Being naïve, stupid, or just not thinking about it, what I didn’t expect, but for everyone else at Red Pine that knew Mike, it was like his passing had just happened.
So while we waited outside the dining hall to go in for the first dinner, a couple, we got to know last year, Gary and Karen, approached us and offered condolences. Karen gave Cristine a big hug as Gary shook my hand, saying how sad he was, as he knew Mike from previous years. And then Karen gave me a hug. And it was one of those long hugs where the emotion was genuine, honest, and almost raw. And as she let me go, I found myself crying. Not one of those painful, chest hurt cries where you lose your voice, but my eyes teared up hard and I had to wipe them away.
Cristine and I also discovered that during the week, people approached her when she was alone, to talk about Mike. We suspect it was out of respect to me, but it does feel strange sometimes not talking about Mike, but knowing (or wondering if) that’s what the other person wants to talk about.
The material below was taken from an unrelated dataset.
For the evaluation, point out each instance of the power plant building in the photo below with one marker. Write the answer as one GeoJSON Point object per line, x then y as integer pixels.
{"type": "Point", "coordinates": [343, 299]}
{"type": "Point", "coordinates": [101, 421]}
Another time, I was at the beach, watching Jade and Meghan swim. A nice grandmother sat down beside me. We knew each other from small conversations over the years. She started talking about Meghan and how she’d seen Heather drop her off, but hadn’t approached Heather out of respect. She thought it was great us looking after Meghan. She asked some questions, and like everyone else was still shocked that someone as active and healthy as Mike would develop terminal cancer.
I described how Mike had discovered it, and how fast it had overcome even his strong body. I mentioned how Mike, Heather, and I had run a half-marathon in May a couple months before his diagnosis, and that there had been no indication of illness. We continued talking and then she looked at my name tag (a button actually) and her eyes went wide and she whispered, “Oh… you’re his brother.” And I was so taken aback by this, as I assumed she knew, that it kind of shocked me to me core. I responded quietly, “Yeah… he was my brother,” and that combination of being emotionally surprised and naming him as my brother, my eyes teared up. I noticed her eyes were now wet as well. She apologized profusely, and I mentioned how it was maybe for the better, or else she wouldn’t have asked me any questions and spoken so openly. We wound up laughing at the mistake, maybe more to break the tension, and then she toweled off her grand-daughter and headed back to her cabin.
Someone else also mentioned that he was surprised we were up. We said how, while it was hard, we knew Jade really wanted to come up, as she’s been coming up since she was one. But when Cristine and I talked about it again later, when it was just us alone, we were a bit shocked that someone (and maybe others?) would think we wouldn’t go to Red Pine. So only then did we realize that Red Pine wasn’t just for Jade. It was for our family to reconnect with Mike, to honour him, to honour his memories, and our memories of him.
Mike loved the outdoors, reveled at each sunrise, took morning dips in the lake, made his communist-not-capitalist coffee from his funny looking retro green coffee maker, played on his old guitar into the wee hours of the night, went for runs along the road while the kids were at Junior Programming, early morning fishing derby with the kids, played cribbage, had a few pints, and sang the mess halls graces at all times of the day. And spent time with his family, which he enjoyed most of all, as Red Pine signified that he was now done school for the summer, and could now spend more time with Nick, Meghan and Heather.
So we honoured Mike this year at Red Pine: Morning dips, instant (capitalist) coffee, cribbage, fishing derby, ping pong, runs along the road, pints, and playing guitar. Jade even sang the grace “holy holy holy” at all times of the day like Mike would. Everything Mike and we loved to do.
We miss Mike and we honoured his memory with everything we did this summer at Red Pine Camp.